A scanso di equivoci: le forze impersonali del mercato sono più forti di qualsiasi tradizione e di qualsiasi eredità culturale e “nazionale” del passato, il mercato ha la capacità di forgiare una identità asservendola alle necessità della accumulazione e della sua concentrazione laddove la forza economica attrae come un magnete il ferro. È già successo e per l’Ucraina non sarà più possibile tornare a quello che era prima del 2014, del 2001, del 1991, del 1939, del 1921, del 1917, quando a questa data essa era da secoli sradicata in due, la parte Occidentale sotto il dominio Polacco-Lituano, poi Prussiano Tedesco ed infine sotto il tallone di ferro della finanza imperialista. L’altra parte viveva la sua complicata identità come popolo produttore di grano della Piccola Russia, che lo rendeva vicino alle vicende del popolo del mir della Grande Russia.

Le circostanze della storia hanno determinato nuove condizioni che inevitabilmente negano la possibilità di un ritorno al passato. Se il torto storico di Putin è quello di riferirsi al presente – dove l’Occidente è costretto a ridurre la Russia come mero paese produttore di materie prime – guardando al passato svanito per sempre; quello dei leader Occidentali e di Zelensky è di rinnegare le verità delle circostanze della storia.

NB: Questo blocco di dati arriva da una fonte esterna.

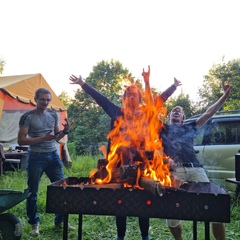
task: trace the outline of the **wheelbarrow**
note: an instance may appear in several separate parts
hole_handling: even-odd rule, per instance
[[[3,213],[25,200],[28,189],[24,191],[0,189],[0,240],[18,240],[22,237],[22,224],[11,213]]]

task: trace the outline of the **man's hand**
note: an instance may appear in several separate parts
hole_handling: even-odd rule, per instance
[[[71,75],[69,77],[69,80],[71,81],[70,84],[79,84],[80,86],[82,86],[85,83],[81,75],[79,77]]]
[[[145,72],[144,68],[143,68],[142,76],[143,76],[145,84],[148,84],[149,83],[149,76],[150,76],[150,66],[148,66],[148,71],[147,72]]]
[[[65,120],[65,123],[62,123],[62,125],[64,127],[63,132],[68,133],[70,127],[73,125],[74,122],[69,122],[67,118],[65,118],[64,120]]]
[[[229,84],[229,80],[227,81],[227,84],[225,85],[224,84],[224,80],[222,79],[222,88],[223,88],[224,94],[229,96],[230,95],[230,91],[232,89],[232,85]]]
[[[174,78],[174,84],[173,85],[177,88],[178,86],[181,86],[182,83],[181,83],[180,80],[177,80],[176,78]]]

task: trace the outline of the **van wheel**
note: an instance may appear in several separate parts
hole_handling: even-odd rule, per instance
[[[0,214],[0,240],[19,240],[22,237],[22,224],[11,213]]]

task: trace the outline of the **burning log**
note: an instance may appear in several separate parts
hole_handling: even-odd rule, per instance
[[[164,187],[159,181],[155,181],[149,178],[141,177],[140,186],[152,194],[161,197],[166,192],[186,192],[189,184],[186,182],[179,182],[179,187]]]
[[[155,180],[142,177],[139,185],[156,196],[161,197],[165,193],[165,187]]]
[[[138,150],[132,147],[121,146],[116,150],[116,153],[121,159],[121,165],[129,165],[134,162],[144,162],[147,160],[152,160],[154,156],[153,151],[148,150]]]

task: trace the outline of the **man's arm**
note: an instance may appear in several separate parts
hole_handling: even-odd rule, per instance
[[[142,76],[143,76],[144,83],[145,83],[146,103],[147,103],[147,105],[153,104],[153,96],[152,96],[152,92],[150,89],[150,82],[149,82],[150,66],[148,66],[147,72],[145,72],[143,69]]]
[[[159,109],[162,107],[163,103],[167,101],[167,99],[175,92],[178,86],[181,86],[182,83],[181,81],[177,80],[174,78],[174,84],[172,84],[169,88],[167,88],[164,92],[159,94],[155,99],[154,99],[154,105],[156,109]]]
[[[158,95],[157,98],[161,98],[163,102],[166,102],[167,99],[176,91],[177,87],[181,85],[182,85],[181,81],[174,78],[174,83],[169,88],[167,88],[164,92]],[[156,100],[158,101],[158,99]]]
[[[55,139],[56,137],[51,134],[52,131],[49,131],[46,135],[43,135],[41,137],[36,137],[36,138],[28,138],[28,128],[26,127],[20,127],[18,131],[18,144],[19,146],[22,145],[33,145],[36,143],[40,143],[43,141],[50,141]]]
[[[205,113],[203,113],[197,120],[196,125],[198,127],[202,126],[206,121],[211,118],[224,104],[227,98],[230,95],[232,85],[229,84],[229,81],[226,85],[224,85],[224,80],[222,80],[222,87],[224,90],[224,94],[215,102],[212,106],[210,106]]]

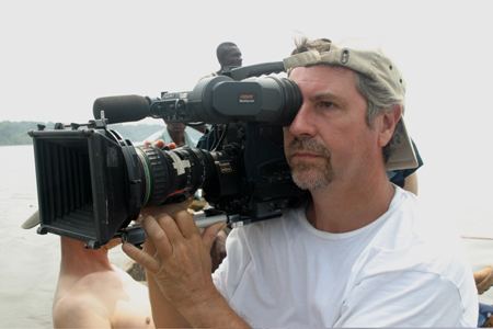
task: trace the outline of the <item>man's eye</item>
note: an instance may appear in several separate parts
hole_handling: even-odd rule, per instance
[[[319,107],[321,107],[321,109],[330,109],[332,106],[334,106],[334,103],[332,103],[332,102],[329,102],[329,101],[320,101],[319,102]]]

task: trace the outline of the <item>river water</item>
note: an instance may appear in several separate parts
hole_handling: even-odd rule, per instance
[[[32,146],[0,147],[0,327],[50,328],[51,298],[60,261],[55,235],[37,235],[21,224],[37,209]],[[482,227],[493,231],[493,220]],[[463,227],[467,223],[462,224]],[[465,238],[472,269],[493,263],[493,239]],[[114,248],[112,260],[125,266],[128,259]],[[493,292],[481,296],[493,303]]]

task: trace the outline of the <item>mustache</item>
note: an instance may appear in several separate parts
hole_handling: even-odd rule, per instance
[[[286,149],[286,154],[289,156],[296,151],[309,151],[324,157],[330,157],[331,155],[325,146],[313,138],[297,137],[293,139]]]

Dunque Zelensky mente, ossia nasconde le verità storiche dietro una serie di mattoni bugiardi erigendo un muro.

Zelensky è la cattiva coscienza conseguente dell’Occidente, dell’Italia e dell’Europa che per puntare l’Oriente hanno trasformato l’Ucraina nelle proprie truppe ascare da sacrificare sul mattatoio della guerra. Zelensky si fa sfoggio di fronte all’Occidente del sacrificio della sua gente di cui non conosce il passato recente e la labile eredità culturale e materiale che essa contiene in un vaso composito riempitosi attraverso secoli, generazioni e nel secolo precedente.

Zelensky appare coraggioso perchè, al di là del “mondo unito” al fianco dell’Ucraina, l’Occidente e soprattutto l’America non trova nel mondo reale, nel capitalismo reale, le basi materiali per la applicazione pratica della sua strategia a lungo inseguita. Sembra svettare come un gigante, perchè l’Europa e l’America sono alle prese con i loro limiti e con l’isolamento da parte del resto del mondo che non intende sposarne la causa.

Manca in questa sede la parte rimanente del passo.